Embora o mecanismo já tenha sido utilizado com êxito seis vezes, o que significa que a União Europeia adotou ou se comprometeu a adotar as práticas propostas pelos cidadãos, a Iniciativa de Cidadania Europeia tem vindo a ser revista ao longo do tempo e desde 2015 que, de três em três anos, a Comissão tem de apresentar um relatório sobre a sua aplicação.
O relatório de 2021 será apresentado no Parlamento Europeu na segunda-feira, pelo eurodeputado alemão Helmut Scholz. As conclusões mostram que a ICE é uma das principais ferramentas para promover a democracia participativa a nível da UE, mas deve ser reforçada, o que também está previsto na Conferência sobre o Futuro da Europa, uma série de debates promovidos pelos cidadãos para partilhar ideias e ajudar a definir o futuro comum.
Recorde-se que, quando assumiu a presidência da Comissão Europeia, em 2019, Ursula von der Leyen assumiu o compromisso de dar mais voz aos europeus: "As pessoas têm de estar no centro de todas as nossas políticas. Por isso, desejo que todos os europeus [...] desempenhem um papel de liderança na definição das prioridade da União Europeia. Apenas em conjunto conseguiremos construir a nossa União de amanhã".

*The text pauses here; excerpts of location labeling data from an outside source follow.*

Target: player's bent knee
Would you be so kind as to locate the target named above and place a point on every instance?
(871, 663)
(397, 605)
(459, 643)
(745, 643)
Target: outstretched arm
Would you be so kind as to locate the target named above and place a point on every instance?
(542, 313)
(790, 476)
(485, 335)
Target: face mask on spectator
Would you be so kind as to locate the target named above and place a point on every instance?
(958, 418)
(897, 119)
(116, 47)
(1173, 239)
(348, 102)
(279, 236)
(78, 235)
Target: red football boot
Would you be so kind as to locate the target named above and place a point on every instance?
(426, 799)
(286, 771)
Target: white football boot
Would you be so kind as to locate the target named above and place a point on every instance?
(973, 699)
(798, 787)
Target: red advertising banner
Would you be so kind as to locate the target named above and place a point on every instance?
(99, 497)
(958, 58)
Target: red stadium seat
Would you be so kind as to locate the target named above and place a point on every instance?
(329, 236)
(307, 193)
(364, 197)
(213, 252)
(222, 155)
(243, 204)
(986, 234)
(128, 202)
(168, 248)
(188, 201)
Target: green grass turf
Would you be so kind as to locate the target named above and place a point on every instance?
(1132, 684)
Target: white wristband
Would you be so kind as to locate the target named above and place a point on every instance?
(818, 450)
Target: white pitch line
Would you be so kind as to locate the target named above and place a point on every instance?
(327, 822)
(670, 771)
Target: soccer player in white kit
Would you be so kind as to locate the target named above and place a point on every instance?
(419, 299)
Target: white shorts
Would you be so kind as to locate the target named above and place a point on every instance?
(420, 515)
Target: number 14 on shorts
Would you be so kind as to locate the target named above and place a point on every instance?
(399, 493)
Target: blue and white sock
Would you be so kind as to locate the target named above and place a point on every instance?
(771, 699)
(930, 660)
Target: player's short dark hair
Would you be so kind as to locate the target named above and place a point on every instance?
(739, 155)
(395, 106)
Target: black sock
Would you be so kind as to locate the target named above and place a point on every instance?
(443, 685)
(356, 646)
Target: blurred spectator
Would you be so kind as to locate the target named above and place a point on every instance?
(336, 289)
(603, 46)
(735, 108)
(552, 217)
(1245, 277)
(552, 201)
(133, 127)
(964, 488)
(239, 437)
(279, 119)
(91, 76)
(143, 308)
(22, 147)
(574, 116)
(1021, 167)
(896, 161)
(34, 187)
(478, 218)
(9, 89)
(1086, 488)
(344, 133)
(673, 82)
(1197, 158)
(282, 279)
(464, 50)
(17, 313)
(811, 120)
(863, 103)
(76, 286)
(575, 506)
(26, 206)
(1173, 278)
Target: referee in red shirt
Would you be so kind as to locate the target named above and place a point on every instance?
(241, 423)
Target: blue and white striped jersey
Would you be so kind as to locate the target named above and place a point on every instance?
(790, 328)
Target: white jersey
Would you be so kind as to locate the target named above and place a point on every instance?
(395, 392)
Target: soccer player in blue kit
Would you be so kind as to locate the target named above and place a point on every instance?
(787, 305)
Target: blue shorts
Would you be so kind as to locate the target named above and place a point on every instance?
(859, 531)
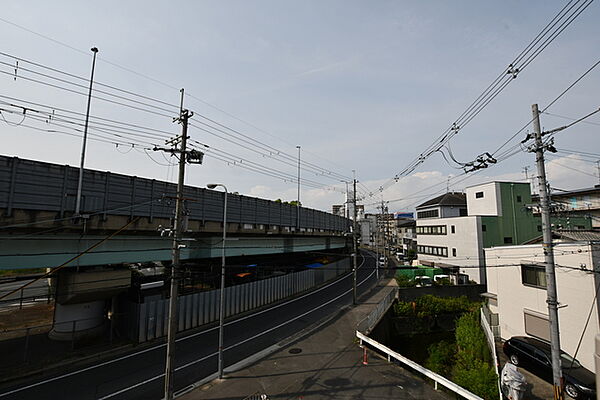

Também o Tratado da União Europeia estabelece que todos os cidadãos têm o direito de participar na vida democrática da União e que as decisões devem ser tomadas tão abertamente e tão perto dos cidadãos quanto possível.
Apesar disso, e de acordo com o relatório que agora será discutido, "embora o objetivo seja melhorar continuamente a forma como a democracia funciona na UE, vários inquéritos do Eurobarómetro mostram que os cidadãos não estão satisfeitos com a forma como a democracia funciona" e "uma parte considerável dos cidadãos da UE não se sente ouvida e considera a UE uma entidade distante".
Em 2019, o Tribunal de Contas Europeu já tinha recomendado que a Comissão melhorasse a forma como chega aos cidadãos, a fim de promover uma maior participação.
A maioria das formas de participação raramente é utilizada por cidadãos individuais, que, em grande medida, desconhecem os instrumentos de participação existentes e, por isso, "contribuem de forma insuficiente para reforçar a legitimidade democrática".
Agora, o Parlamento Europeu quer "aumentar o sentimento de apropriação dos cidadãos em relação a uma UE que reflita as suas necessidades e visões".
Tendo isto em conta, bem como aquilo "que a OCDE define como governo aberto", "uma cultura de governança baseada em políticas e práticas públicas inovadoras e sustentáveis inspiradas nos princípios da transparência, responsabilidade e participação que fomentam a democracia e o crescimento inclusivo" e "considerando que houve seis ICE bem-sucedidas até à data", o Parlamento quer dar mais força à Iniciativa de Cidadania Europeia.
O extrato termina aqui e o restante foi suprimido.